Lorde was born in New York City, to West Indian immigrants, the youngest of three daughters, and attended Hunter College after spending 1954 at the National University of Mexico. She graduated from Hunter in 1959. In 1962 she married Edward Ashley Rollins and gave birth to two children (the couple divorced in 1970). She went on to obtain a Masters degree in Library Science from Columbia University, and worked as a librarian in and around New York City until 1968.
She had begun writing and publishing poetry in her teens, was the literary editor of her school magazine, and published regularly in the 1960s. In 1968 she published her first volume, The First Cities. In this same year she made the important decision to spend a year as poet-in-residence at Tougaloo
College in Mississippi. She then went on to teach at a number of colleges, including Hunter College.
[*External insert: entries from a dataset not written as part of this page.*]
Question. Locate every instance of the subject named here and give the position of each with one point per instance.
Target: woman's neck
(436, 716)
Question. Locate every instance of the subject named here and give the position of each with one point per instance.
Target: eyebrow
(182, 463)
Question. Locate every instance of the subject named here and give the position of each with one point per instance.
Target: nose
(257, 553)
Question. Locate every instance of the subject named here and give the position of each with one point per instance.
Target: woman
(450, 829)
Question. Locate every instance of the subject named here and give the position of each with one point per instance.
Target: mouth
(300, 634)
Lorde's second book, Cables to Rage (1970), acknowledged her homosexuality, and established her style of protest poetry rooted in intimacy, love, and personal growth. A number of commentators remarked that her writing was less directly confrontational than much black poetry being written at the time. Her well-known poem "Coal" uses the metaphor of coal to suggest the honesty and self-knowledge as well as the hard work and wider awareness needed to make language productive:
Love is a word, another kind of open. As the diamond comes into a knot of flame I am Black because I come from the earth's inside now take my word for jewel in the open light.
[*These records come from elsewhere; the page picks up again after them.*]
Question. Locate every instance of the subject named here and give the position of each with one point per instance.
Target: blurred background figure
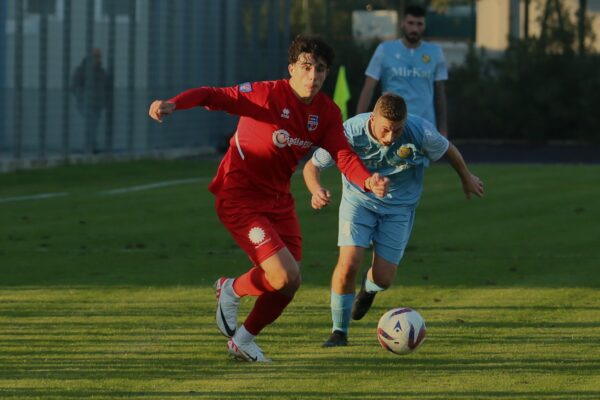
(91, 86)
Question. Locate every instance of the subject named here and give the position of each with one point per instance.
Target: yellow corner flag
(341, 94)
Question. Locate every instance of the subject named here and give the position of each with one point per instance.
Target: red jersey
(274, 133)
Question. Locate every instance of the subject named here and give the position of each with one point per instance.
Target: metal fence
(77, 76)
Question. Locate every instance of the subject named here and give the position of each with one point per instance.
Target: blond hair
(391, 106)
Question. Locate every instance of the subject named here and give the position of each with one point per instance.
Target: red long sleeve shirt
(274, 133)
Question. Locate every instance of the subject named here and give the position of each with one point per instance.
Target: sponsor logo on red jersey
(246, 87)
(313, 122)
(282, 138)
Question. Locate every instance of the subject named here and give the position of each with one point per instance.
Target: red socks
(268, 308)
(270, 303)
(252, 283)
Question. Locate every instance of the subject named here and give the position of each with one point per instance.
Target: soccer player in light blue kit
(398, 146)
(412, 68)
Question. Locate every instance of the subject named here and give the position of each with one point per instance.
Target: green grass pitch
(108, 296)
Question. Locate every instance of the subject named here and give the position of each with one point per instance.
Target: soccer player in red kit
(279, 122)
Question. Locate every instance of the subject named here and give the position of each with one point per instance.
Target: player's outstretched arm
(377, 184)
(321, 197)
(160, 108)
(471, 183)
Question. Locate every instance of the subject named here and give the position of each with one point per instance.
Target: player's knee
(288, 280)
(348, 267)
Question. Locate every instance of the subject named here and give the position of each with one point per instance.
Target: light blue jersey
(410, 73)
(403, 162)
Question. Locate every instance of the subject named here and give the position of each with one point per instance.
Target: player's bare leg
(282, 272)
(343, 282)
(378, 278)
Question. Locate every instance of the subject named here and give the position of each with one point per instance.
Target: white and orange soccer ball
(401, 330)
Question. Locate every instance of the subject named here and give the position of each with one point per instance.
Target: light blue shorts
(360, 225)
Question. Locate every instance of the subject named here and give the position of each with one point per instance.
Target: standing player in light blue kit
(400, 147)
(412, 68)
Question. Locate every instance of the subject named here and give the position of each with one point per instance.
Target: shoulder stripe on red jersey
(237, 144)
"Walking Our Boundaries" (1978) describes two lovers exploring and enjoying their own garden, while "our voices / seem too loud for this small yard / too tentative for women / so in love." They plant seedlings as part of a commitment to growth and the future. "Hanging Fire" from the same year, imagines the isolation of a 14-year-old girl, and her fears and confusion about the desires raging through her body. The sweep of "Sisters in Arms" (1986) moves from New York City to the racial violence of South Africa.
These poems are included in the volumes that regularly followed Cables to Rage. They include From a Land Where Other People Live (1973), which was nominated for a National Book Award, New York Head Shop and Museum (1974), and her first book to be released by a major publisher, Coal (1976). The Black Unicorn (1978) makes particular use of African tradition, particularly female African gods and matriarchal myth. The year 1986 brought Our Dead Behind Us, and two volumes of selected poems appeared in 1982 and 1992. The Marvelous Arithmetics of Distance: Poems 1987-1992 was published posthumously in 1993.
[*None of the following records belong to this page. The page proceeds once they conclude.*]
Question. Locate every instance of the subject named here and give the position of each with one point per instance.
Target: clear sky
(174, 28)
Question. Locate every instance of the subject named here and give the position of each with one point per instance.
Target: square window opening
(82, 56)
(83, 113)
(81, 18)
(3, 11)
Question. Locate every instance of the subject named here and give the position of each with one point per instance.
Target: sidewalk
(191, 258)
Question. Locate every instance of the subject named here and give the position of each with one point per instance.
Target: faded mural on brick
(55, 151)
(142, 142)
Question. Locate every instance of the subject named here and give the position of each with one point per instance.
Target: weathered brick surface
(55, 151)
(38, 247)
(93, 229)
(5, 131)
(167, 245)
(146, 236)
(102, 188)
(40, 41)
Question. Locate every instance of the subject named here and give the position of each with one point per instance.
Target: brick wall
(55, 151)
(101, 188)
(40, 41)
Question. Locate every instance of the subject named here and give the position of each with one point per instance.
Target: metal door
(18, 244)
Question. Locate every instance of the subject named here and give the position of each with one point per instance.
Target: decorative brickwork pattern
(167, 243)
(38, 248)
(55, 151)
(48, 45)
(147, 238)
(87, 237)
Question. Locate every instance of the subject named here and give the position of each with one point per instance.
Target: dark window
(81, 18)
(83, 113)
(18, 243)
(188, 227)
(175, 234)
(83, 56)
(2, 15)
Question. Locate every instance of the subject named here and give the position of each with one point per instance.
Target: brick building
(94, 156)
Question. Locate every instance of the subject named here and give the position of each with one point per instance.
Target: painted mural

Lorde's poetry is always on one level about survival, but it became an even more explicit theme when she was diagnosed with breast cancer in the late 1970s. She writes on her illness and surgery in The Cancer Journals (1980). Six years later she was diagnosed with liver cancer, which she discussed in the title essay of her book A Burst of Light (1988). She died of cancer in 1992. Other prose works are Zami: A New Spelling of My Name (1982), which combines autobiography, history, and myth, and which Lorde termed a "biomythography," Sister Outsider: Essays and Speeches (1984), and A Burst of Light.